Bike-sharing firm oBike halted its Singapore operations, citing difficulties with fulfilling new requirements and guidelines released by the Land Transport Authority (LTA) towards dock-less bicycle sharing in Singapore. “oBike strongly believes and is committed to provide dock-less bicycle sharing service that would benefit users’ commuting and Singapore’s transportation system, however it is with regret that the new regulation measures do not favour this belief of ours,” it said.
Singapore Business Review tried to reach oBike for clarifications on the outcome of their exit, but the company has not yet responded.
However, oBike is not alone with its struggle to fulfill the LTA's requirements, as some bike-share firms have also cited difficulties and the need to shake up their operations system in order to comply with the regulator's rules.
Homegrown startup Anywheel is "in the midst of the completing the application documents" and plans to submit them this week, its strategy manager RJ Seet told Singapore Business Review. "Alike other bike-sharing providers, Anywheel has faced certain difficulties especially in meeting LTA's technical requirements," he said.
Anywheel is a local startup and RJ believes they are well-prepared and hope the LTA would give them a chance to stay and grow in Singapore.
Meanwhile, another bike-share firm, SG Bike, said it has not submitted its applications yet but will definitely be doing so before the deadline for applications. The firm currently has 1,500 bikes operating in Singapore.
It said in an online interview that SG Bike will be adopting the requirements to implement QR Code geo-fencing for bicycles and users. Under the new system, users will have to scan a QR Code after they end each trip. "The new requirements will involve changes to our existing systems and mobile application, as well as proper education and planning towards users on the new system," the firm said.
One of the requirements of the LTA involves making sure that these bike-share firms address indiscriminate parking.
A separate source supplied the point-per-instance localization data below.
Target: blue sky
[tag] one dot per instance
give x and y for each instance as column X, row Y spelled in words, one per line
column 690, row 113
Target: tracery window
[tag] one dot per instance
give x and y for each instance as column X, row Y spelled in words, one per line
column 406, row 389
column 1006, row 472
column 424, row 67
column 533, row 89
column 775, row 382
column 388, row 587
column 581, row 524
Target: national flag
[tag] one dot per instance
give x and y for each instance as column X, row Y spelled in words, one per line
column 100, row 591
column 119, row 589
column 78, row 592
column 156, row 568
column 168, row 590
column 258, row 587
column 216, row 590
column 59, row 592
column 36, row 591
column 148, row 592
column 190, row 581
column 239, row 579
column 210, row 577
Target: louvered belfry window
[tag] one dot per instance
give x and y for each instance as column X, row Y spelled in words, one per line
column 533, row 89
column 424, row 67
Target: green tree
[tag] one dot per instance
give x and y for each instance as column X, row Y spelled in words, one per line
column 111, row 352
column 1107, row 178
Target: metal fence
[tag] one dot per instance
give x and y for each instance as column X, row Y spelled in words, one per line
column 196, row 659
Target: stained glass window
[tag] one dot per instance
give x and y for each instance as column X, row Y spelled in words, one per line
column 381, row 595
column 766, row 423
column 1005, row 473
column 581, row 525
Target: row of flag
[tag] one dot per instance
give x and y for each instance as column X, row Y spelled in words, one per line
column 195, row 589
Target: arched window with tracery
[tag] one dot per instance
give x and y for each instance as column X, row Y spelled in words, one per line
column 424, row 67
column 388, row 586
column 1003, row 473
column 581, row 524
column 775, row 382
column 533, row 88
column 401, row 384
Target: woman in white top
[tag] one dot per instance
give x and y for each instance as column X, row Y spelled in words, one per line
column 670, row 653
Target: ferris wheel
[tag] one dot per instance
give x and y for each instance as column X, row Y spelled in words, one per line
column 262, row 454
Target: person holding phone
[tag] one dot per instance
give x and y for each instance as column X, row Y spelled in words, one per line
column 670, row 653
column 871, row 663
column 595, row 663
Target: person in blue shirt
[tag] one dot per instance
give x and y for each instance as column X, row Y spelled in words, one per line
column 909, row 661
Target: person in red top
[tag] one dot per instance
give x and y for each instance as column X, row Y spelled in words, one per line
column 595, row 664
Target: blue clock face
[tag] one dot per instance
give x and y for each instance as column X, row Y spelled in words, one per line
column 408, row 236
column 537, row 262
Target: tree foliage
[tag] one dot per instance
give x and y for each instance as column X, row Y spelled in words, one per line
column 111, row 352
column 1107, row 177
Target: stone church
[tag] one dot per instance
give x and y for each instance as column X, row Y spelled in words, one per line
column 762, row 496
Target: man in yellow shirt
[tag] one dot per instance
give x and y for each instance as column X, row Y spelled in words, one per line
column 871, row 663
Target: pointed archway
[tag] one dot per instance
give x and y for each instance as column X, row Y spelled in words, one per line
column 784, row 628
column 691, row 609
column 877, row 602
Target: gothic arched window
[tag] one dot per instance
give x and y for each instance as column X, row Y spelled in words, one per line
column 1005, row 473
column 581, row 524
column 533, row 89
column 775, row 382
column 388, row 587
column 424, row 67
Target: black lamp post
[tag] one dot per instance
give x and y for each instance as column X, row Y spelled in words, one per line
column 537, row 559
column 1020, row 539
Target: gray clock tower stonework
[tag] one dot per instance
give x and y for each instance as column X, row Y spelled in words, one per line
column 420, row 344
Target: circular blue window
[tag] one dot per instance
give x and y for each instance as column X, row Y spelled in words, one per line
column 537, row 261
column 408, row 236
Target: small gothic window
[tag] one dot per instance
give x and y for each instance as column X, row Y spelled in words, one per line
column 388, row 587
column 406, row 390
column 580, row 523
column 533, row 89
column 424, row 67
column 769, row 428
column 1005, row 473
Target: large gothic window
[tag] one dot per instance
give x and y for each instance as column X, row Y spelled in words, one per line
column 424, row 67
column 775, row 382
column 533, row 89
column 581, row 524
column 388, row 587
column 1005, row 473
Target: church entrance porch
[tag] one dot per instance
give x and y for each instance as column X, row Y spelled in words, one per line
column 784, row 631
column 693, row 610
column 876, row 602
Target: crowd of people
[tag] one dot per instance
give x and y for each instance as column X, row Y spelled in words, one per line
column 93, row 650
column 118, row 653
Anywheel plans to address this and said they will be incurring additional cost to enhance their online management system to increase its security as well as the technical ability for effective and efficient reporting to LTA. "Additional cost will also be incurred for the increase in patrol activities to minimize indiscriminate parking of bikes," Seet said.
SG Bike, on the other hand, will be looking to work and collaborate with relevant parties to alleviate the problem of indiscriminate parking and continue to work on education of proper bike sharing behaviours to further enhance the effectiveness of this licensing regime.
"Since the launch of our operations in August 2017, SG Bike has taken a proactive approach to help deter indiscriminate parking," it said. "We introduced our in-house geostation technology to help deter against indiscriminate parking, requiring users to only park the bicycles at the designated areas. Moving forward with the licensing regime, SG Bike will continue to engage the public through multiple educational components, reaching out to our users through both online and offline platforms."
SG Bike added that they are only in selected areas with sufficient and developed bicycle facilities and infrastructures with our technologies. "We carefully look into the demand and supply of bicycles in each area before deploying more bicycles to reduce the issue of indiscriminate parking. We currently think that this figure is a comfortable number to manage and will continue expanding our services at a responsible growth rate," it added.